Interesting article on how automated audience measurement systems are being used in a fully monitored research environment to help organizations understand the effectiveness of their products in retail stores. You can read the full article here.

Frito-Lay may dominate the snack aisle of the grocery store, but it is always looking for a competitive edge to increase sales.
What’s providing that edge nowadays is its S.M.A.R.T. Learning Center in Dallas, a 15,000 sq. ft. simulated supermarket that tests the effectiveness of various marketing solutions to drive impulse purchases. Through automated observation and other research methods, the marketer studies the behavior of actual consumers as they shop the aisles and react to different merchandising tactics.
Frito-Lay built the learning lab to answer three fundamental questions:
- What would lure shoppers to the snack aisle?
- What merchandising solutions would encourage people to go down the snack aisle?
- Once there, how could the shopping experience be improved?
Clancy was in charge of a series of tests in the learning lab last year that laid the groundwork for the ongoing research that continues to pay off for Frito-Lay.
“The key thing we struggled with in the past was how shoppers would react when they were actually in that environment. You can observe them in stores, but this was the first time we could do it on our own. We could create whatever we wanted to. We could change the merchandising, the product, whatever we wanted.
“My job was to think of and implement new research methodologies,” he went on to say. “We wanted to understand what happened to shopping behavior and the perception and purchase of our brands when we made certain changes to our aisle”
Frito-Lay sought to determine the effectiveness of displays in attracting shoppers and to understand the relative performance of different merchandising concepts in driving impulse purchases. Overall, the simulated store served as a platform for transforming
in-store marketing.
Clancy said the in-store behavior of shoppers reflects their actual response to different elements of marketing and merchandising. So, an important element of the lab was measuring shopper responses using various solutions such as transaction tracking (loyalty data, sales, household panels), survey research, cart tracking, manual observation, and automated observation.
“I wanted to use as many multiple methodologies as possible. We didn’t know which ones would work or how they would work. So we had quantitative, qualitative, and observational. We used five methodologies to see which one would work better for our needs. But the overall learning was that putting them all together worked best. Our learning was so much deeper that it would have been had we just gone down one path.”
Clancy singled out the important contributions of VideoMining, State College, Pa. The firm’s in-store technologies and analytics form a scalable measurement platform designed to deliver precise metrics on shopper response at every retail touchpoint.

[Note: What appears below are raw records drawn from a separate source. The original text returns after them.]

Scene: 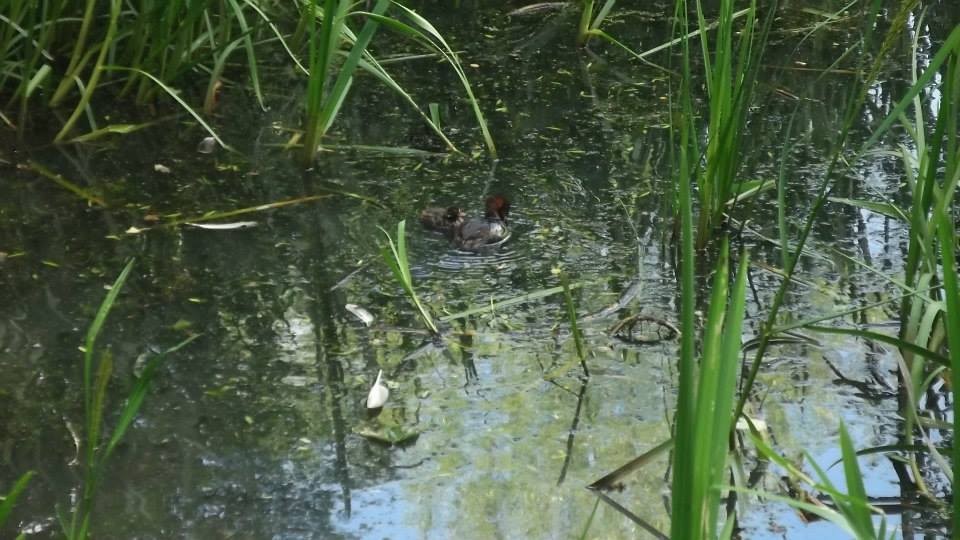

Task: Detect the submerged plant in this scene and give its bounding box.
[300,0,496,163]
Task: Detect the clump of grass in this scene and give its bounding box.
[62,260,198,540]
[0,471,36,529]
[298,0,496,163]
[378,221,440,336]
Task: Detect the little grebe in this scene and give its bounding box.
[453,195,510,251]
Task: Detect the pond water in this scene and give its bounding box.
[0,2,956,539]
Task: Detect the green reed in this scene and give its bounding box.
[378,221,440,336]
[0,0,496,161]
[737,2,960,538]
[61,260,198,540]
[0,471,36,529]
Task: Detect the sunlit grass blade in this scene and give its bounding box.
[0,471,36,528]
[439,281,590,322]
[103,66,236,152]
[53,0,123,142]
[100,334,201,466]
[378,221,440,336]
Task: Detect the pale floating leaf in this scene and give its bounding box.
[185,221,257,231]
[344,304,374,326]
[354,425,420,444]
[367,369,390,409]
[197,137,217,154]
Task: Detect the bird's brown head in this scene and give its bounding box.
[487,195,510,221]
[443,206,467,223]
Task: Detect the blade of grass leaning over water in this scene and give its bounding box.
[559,270,590,379]
[377,221,440,336]
[53,0,122,142]
[365,4,497,158]
[62,259,199,540]
[0,471,36,529]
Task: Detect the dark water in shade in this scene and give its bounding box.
[0,3,955,539]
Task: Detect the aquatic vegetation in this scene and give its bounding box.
[0,471,37,527]
[61,260,199,539]
[380,221,440,336]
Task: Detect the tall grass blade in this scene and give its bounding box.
[0,471,37,528]
[378,221,440,336]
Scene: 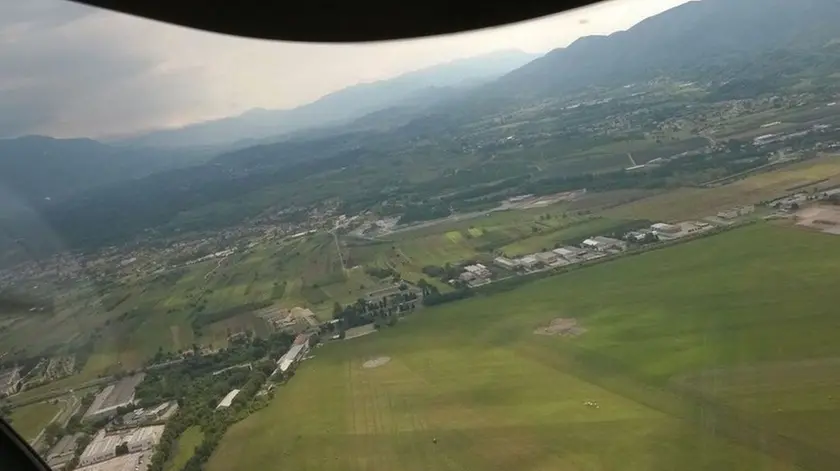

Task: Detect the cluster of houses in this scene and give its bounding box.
[271,334,309,376]
[458,263,493,286]
[493,236,628,272]
[492,222,716,278]
[717,204,755,220]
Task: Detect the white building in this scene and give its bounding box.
[552,247,586,261]
[717,209,740,219]
[650,222,681,234]
[493,257,519,270]
[275,334,309,373]
[582,236,627,252]
[464,263,491,278]
[216,389,239,409]
[82,373,145,421]
[518,255,539,268]
[79,425,164,466]
[0,368,20,397]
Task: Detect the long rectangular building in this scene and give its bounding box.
[216,389,239,409]
[79,425,164,466]
[82,373,145,422]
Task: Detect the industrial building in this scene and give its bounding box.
[79,425,164,466]
[493,257,519,270]
[216,389,239,409]
[582,236,627,252]
[82,373,145,422]
[0,368,20,397]
[518,255,539,269]
[650,222,682,234]
[275,334,309,373]
[76,451,152,471]
[552,247,586,262]
[120,401,178,426]
[464,263,491,278]
[534,252,559,265]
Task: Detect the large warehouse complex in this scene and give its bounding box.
[82,373,144,422]
[79,425,164,466]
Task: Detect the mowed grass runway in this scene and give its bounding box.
[209,224,840,471]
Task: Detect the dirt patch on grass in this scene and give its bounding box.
[362,357,391,368]
[534,317,586,337]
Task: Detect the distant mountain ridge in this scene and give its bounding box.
[0,136,209,211]
[477,0,840,97]
[121,50,538,147]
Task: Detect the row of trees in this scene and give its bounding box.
[333,290,419,335]
[145,333,292,471]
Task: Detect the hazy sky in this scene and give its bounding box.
[0,0,686,137]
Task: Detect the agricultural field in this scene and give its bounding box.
[208,223,840,471]
[604,155,840,221]
[11,402,61,441]
[164,426,204,471]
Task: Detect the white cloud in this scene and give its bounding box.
[0,0,686,136]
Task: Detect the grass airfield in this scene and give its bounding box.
[208,223,840,471]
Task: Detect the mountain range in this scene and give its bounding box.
[121,50,539,147]
[0,0,840,254]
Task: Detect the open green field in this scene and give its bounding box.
[164,426,204,471]
[605,155,840,221]
[12,402,61,441]
[208,223,840,471]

“VideoMining could quantify all of the shopping and tell me that people were lingering a lot more at certain points in the aisle. ‘Heat maps’ showed where shoppers were spending more time. It really helped us understand which merchandising was working and which was not.
“The way we merchandised the aisle made shoppers look for new things and spend some time in different sections – really browse as opposed to search,” Clancy said. “Browse is a good thing, and search is not a good thing. That was a key learning for us. Knowing where shoppers were going in the aisle helped us optimize the product set and sometimes change the flow a little bit, too.”
He listed the following benefits of studying shoppers in the simulated supermarket:
- Understanding the “shopability” of various marketing strategies
- Deeper understanding of shopper behavior
- Understanding display effectiveness by type and location.
- Appreciating the power of observational techniques.